Penguins and Netbooks – Budget Education Solutions Born Through Innovation!

One of my podcasting co-hosts, Mark Gura, and I have been talking about the $100+ laptop project intermittently for the last two years in our popular bi-weekly series. If you are unfamiliar with the $100 Laptop Project; it was spearheaded by Nicholas Negroponte, formerly of MIT. The importance of this is the way it has harnessed the tidal wave of adoption of open source software and forced computer manufacturers to create low-cost netbooks. This educational project has really changed the expectations of the computer industry and tech users!

background

Negraponte’s project is now called One Laptop per Child Project (OLPC) because the main goal is to provide affordable, durable laptops to children in developing countries. The prototype of these laptops has gone through many variations and garnered a lot of criticism in recent years, and they are never meant to be computers that can do everything.
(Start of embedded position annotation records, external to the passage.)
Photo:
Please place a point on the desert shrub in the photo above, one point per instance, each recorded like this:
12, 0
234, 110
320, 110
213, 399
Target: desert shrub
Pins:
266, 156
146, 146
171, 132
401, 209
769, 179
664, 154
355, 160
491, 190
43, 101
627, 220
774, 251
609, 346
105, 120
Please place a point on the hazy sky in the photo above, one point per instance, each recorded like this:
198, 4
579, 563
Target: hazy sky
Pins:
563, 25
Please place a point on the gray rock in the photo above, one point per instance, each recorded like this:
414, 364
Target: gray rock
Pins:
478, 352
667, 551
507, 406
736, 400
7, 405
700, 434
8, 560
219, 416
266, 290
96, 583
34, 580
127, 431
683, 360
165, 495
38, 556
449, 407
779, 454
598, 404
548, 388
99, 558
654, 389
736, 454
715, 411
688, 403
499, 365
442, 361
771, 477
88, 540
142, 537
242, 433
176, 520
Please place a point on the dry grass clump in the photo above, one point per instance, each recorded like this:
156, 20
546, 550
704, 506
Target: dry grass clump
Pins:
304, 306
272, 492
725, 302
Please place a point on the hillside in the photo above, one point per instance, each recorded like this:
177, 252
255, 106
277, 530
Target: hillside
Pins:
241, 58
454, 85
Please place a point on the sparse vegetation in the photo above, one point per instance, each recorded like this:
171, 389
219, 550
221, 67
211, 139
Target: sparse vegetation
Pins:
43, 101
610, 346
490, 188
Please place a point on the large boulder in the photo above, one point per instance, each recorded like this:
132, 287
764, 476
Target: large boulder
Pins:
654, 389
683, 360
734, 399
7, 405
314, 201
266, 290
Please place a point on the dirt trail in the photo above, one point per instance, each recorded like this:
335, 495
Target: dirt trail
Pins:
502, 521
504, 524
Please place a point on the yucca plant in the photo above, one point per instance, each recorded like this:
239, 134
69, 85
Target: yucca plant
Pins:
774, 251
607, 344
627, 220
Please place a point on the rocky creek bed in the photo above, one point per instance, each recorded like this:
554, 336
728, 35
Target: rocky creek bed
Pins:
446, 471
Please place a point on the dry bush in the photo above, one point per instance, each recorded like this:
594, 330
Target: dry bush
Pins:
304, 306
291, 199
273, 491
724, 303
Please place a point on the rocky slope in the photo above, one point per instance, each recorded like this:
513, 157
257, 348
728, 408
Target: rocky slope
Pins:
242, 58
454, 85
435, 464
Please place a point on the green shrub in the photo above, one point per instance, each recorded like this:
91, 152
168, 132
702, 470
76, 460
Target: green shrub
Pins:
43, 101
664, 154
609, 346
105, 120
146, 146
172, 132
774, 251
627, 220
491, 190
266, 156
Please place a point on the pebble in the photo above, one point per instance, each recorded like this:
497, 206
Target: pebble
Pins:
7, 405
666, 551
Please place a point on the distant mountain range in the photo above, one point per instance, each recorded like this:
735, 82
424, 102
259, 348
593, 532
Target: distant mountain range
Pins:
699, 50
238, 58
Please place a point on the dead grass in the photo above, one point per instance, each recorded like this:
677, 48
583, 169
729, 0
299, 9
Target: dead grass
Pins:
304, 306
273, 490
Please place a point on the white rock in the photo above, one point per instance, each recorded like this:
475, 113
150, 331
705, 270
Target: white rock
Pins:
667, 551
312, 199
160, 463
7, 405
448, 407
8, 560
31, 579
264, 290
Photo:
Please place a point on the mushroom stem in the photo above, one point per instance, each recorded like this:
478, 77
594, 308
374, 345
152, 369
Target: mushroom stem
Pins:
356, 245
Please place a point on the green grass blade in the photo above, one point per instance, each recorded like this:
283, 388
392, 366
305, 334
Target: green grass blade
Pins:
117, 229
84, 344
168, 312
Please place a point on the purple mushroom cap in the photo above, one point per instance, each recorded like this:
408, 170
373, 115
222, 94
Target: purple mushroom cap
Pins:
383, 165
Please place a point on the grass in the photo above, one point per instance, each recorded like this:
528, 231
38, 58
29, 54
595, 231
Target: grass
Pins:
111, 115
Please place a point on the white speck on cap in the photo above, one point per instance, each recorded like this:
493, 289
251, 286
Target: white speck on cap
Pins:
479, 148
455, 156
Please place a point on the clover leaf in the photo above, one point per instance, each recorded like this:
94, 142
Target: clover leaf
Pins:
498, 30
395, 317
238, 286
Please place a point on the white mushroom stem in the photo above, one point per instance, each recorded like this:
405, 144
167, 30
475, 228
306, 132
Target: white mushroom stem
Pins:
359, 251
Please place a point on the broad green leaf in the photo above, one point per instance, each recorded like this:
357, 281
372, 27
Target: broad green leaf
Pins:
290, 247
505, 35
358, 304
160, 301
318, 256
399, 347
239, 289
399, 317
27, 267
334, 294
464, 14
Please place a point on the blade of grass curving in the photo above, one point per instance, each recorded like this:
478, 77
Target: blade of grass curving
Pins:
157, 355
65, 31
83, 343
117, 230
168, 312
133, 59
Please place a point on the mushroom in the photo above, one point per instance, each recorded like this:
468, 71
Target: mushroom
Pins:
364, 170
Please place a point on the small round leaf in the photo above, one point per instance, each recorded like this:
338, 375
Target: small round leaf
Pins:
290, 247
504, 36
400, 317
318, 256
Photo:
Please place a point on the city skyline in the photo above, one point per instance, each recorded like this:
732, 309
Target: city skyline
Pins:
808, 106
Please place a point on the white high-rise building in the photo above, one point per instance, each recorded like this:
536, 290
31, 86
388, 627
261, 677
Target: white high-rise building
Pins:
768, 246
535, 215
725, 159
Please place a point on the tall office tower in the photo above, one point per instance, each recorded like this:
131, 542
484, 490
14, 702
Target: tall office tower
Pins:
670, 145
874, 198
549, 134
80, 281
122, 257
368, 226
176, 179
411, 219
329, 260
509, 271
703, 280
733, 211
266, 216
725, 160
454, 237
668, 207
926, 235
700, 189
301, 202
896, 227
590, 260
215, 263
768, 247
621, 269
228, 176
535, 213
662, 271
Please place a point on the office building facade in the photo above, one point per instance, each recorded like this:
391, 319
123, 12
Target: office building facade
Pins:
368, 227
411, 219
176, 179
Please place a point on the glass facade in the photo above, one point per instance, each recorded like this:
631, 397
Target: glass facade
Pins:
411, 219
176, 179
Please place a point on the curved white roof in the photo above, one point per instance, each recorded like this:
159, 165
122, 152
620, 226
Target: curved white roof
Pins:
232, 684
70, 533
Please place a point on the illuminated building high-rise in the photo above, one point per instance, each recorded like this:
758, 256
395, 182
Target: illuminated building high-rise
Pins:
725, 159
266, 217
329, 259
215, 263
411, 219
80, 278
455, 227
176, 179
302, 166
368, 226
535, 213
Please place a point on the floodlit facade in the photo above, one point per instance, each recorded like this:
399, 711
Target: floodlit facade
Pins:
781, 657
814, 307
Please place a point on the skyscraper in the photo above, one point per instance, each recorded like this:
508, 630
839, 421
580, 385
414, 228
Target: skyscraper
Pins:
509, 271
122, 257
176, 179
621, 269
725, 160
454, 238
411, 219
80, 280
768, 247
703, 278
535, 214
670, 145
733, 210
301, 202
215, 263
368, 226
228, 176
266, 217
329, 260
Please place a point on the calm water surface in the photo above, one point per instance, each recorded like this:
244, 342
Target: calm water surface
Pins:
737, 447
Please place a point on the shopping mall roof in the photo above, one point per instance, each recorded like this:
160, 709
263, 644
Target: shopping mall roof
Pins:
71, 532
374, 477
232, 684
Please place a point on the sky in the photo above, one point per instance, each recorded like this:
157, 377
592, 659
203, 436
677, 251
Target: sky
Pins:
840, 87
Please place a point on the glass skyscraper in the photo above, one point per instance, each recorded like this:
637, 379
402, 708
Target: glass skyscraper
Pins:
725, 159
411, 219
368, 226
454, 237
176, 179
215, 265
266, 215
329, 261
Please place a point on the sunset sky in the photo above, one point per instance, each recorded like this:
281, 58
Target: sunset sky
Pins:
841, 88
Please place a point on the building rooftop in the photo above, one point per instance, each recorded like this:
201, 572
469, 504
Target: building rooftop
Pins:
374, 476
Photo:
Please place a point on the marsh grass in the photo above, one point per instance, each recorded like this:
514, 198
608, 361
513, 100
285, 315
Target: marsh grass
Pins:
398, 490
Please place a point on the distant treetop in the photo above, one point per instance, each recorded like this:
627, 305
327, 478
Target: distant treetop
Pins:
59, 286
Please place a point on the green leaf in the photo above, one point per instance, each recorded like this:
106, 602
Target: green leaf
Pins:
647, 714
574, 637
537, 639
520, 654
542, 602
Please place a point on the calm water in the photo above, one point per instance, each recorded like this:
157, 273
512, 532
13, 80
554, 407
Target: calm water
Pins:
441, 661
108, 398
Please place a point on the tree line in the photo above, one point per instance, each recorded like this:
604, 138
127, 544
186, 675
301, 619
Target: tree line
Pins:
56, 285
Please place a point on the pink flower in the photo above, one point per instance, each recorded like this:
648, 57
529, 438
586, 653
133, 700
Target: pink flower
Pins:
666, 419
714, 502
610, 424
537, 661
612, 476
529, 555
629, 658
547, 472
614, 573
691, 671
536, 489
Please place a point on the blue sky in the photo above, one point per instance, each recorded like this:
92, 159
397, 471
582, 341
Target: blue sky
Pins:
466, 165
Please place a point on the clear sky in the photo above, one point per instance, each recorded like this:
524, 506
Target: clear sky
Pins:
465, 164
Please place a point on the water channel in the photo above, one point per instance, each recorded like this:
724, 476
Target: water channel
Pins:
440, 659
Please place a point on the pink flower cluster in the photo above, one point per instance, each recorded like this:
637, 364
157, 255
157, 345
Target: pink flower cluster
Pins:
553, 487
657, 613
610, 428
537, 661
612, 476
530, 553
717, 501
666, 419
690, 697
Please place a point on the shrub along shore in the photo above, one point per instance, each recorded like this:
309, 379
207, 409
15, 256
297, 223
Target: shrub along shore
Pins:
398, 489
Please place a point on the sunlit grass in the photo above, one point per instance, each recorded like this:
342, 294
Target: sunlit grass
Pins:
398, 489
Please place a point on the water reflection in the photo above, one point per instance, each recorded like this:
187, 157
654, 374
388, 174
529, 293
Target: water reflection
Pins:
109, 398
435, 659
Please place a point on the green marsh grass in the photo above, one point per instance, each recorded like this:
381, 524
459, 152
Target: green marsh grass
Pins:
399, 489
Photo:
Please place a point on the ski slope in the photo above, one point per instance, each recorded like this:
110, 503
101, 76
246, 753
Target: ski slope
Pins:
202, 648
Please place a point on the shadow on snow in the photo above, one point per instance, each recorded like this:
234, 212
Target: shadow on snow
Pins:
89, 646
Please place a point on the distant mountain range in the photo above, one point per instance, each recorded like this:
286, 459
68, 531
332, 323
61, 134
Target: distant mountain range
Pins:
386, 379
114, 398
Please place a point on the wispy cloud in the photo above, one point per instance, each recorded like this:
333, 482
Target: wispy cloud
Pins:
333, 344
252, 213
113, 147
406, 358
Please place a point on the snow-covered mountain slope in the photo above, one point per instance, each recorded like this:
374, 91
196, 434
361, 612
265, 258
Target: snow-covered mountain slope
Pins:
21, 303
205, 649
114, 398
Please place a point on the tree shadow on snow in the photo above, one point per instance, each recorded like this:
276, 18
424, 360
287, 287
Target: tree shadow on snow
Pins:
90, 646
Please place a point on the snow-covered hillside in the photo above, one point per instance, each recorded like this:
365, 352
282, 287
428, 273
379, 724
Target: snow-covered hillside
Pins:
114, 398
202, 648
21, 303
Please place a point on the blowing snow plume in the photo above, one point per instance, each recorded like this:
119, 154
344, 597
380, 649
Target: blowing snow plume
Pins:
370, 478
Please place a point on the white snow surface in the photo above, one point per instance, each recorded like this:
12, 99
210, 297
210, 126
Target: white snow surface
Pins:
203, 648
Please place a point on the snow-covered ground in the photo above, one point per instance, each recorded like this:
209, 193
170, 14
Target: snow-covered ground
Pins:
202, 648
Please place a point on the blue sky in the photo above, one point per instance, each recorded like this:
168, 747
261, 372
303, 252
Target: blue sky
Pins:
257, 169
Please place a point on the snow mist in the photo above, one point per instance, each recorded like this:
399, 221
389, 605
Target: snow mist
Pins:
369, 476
These are basic models, yet quite revolutionary in more ways than one. On the one hand they are very small, have alternative energy sources, such as e.g. B. manual operation, can be connected to an intranet (wireless broadband that can link networks) and most importantly do not suffer from what the founder calls “Microsoft bloat”. ” In a dedicated effort to keep costs so low, the software used is open source, requiring a much smaller footprint for hardware installation and operation.

The original prototype 2007 details in brief: Linux-based operating system, a dual-mode display, a 500MHz processor, 128MB DRAM and 500MB flash memory. No hard drive, four USB ports, and the wireless broadband that creates a mesh network.

Enter: Wider public acceptance of open source software!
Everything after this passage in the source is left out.